The boys were laughing, and nudging each other.

“What's so funny?” asked Paddy.

“Nothing,” said Dommo.

“Is there any ice cream?” asked Killer.

“It's a weekday!” said Scarlett. “What's so funny?!”

“Nothing.”

“Laughing at nothing,” said Paddy. “I'd love to see the state of yis when you're laughing at something.”

This time they didn't laugh.

“I give up,” said Paddy.

They laughed.

“How was your mother?” Paddy asked Scarlett.

“Fine,” she said. “Not fine. The usual. God, it feels cruel just talking about it.”

The boys weren't laughing. They loved their grandmother. She'd always called them her mad fellas, for as long as they could remember. She'd listened to everything they'd ever said, every whinge and complaint, and always answered the same way: “You're dead right.” And she'd always greeted them the same way, from the time Dommo
was three and Killer was five: “Any girlfriends yet, lads?” They'd only been to the hospital once and they'd spent all the time there showing their granny how to use their iPods. They had to show her how to put in the earphones. She tried to sit up straight. She held an iPod in both her hands.

“Give me a listen to these lads here,” she shouted—she read the name. “Kings of Leon.”

She'd listened to about thirty seconds of one song.

“Not too bad,” she shouted. “But they're not a patch on Elvis.”

“D'you like Elvis, Granny?” said Dommo.

“What?!”

“D'you like Elvis?”

“Love him!” she shouted.

“Did you ever see him?” Killer asked.

“No, I did not,” she shouted. “He never came to our parish. But, sure, boys, I'll be meeting him soon enough.”

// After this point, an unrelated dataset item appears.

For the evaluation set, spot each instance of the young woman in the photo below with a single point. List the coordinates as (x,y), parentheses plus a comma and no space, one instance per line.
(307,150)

They'd laughed, because she'd wanted them to, even though she'd been talking about her own death. But it was nothing new, really. She'd always made them laugh. Just like Mary, they hated the hospital, and they hated the fact that they almost never went. They refused to go, because they
hated it so much. They felt like cowards, although they'd never spoken about it. They missed their granny; they felt sorry for their mother, and for themselves. But they didn't know what to say, and they were too old for hugging. They were too old for everything.